Taxpayer Allowed to Treat 90% of Sales on Tribal Land as Exempt

Oct 10th, 2013

The New Mexico Taxation and Revenue Department recently released a ruling that allowed a taxpayer in Shiprock, New Mexico to treat 90% of its gross receipts as exempt sales to tribal members.

Federal law prohibits a state from taxing sales of tangible personal property to tribal members if the sales are made within the tribe's territory. To show that a sale is not taxable for this reason, a taxpayer typically needs to get a signed statement showing that the sale is to a tribal member. The Secretary of the Taxation and Revenue Department may also approve other methods of showing the sale is to a tribal member.

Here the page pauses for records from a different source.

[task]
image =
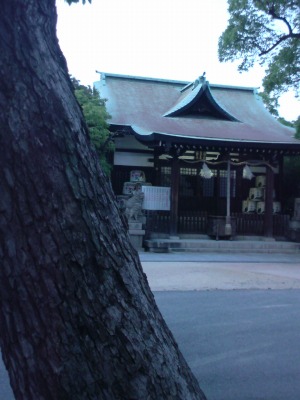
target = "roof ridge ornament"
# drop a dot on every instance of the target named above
(199, 80)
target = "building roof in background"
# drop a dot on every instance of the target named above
(167, 109)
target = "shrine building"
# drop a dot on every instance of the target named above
(215, 146)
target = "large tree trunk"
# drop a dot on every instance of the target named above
(77, 317)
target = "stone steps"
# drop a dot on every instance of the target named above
(237, 245)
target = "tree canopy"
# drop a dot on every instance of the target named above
(268, 32)
(96, 116)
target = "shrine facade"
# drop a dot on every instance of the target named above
(216, 147)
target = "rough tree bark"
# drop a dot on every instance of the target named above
(77, 318)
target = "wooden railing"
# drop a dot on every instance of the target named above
(195, 222)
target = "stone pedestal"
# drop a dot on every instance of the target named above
(136, 233)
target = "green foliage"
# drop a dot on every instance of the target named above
(297, 126)
(268, 32)
(96, 116)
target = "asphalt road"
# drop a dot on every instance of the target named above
(240, 344)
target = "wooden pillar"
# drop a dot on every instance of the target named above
(228, 228)
(268, 220)
(175, 176)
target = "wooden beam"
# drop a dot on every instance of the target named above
(268, 219)
(175, 177)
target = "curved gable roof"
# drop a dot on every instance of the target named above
(198, 101)
(158, 109)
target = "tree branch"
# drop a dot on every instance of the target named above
(281, 39)
(272, 13)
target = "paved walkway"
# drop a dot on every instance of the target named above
(192, 271)
(205, 271)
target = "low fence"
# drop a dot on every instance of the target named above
(195, 222)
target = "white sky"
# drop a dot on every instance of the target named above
(172, 39)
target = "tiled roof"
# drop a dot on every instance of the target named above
(200, 111)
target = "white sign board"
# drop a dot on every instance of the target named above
(156, 198)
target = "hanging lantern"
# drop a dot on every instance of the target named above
(247, 173)
(206, 172)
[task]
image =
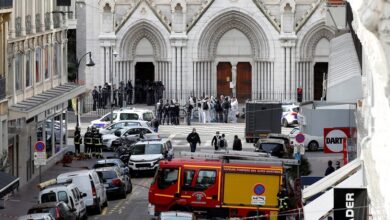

The taxpayer sold prepared food within the Navajo Nation's territory in Shiprock, New Mexico. Approximately 96% of the residents of Shiprock are Native American and assumed to be members of the Navajo Nation, according to 2010 Census data. The taxpayer wanted to know if it could use Census data to determine the percentage of customers who are members of the Navajo Nation when calculating the amount of tax the taxpayer owed. The taxpayer proposed to assume that 90% of its sales were sales to tribal members rather than obtain a signed statement for each sale. The taxpayer could then remit tax on 10% of its gross receipts.

The Department approved this plan. The taxpayer would need to recalculate the percentage of exempt sales with each Census.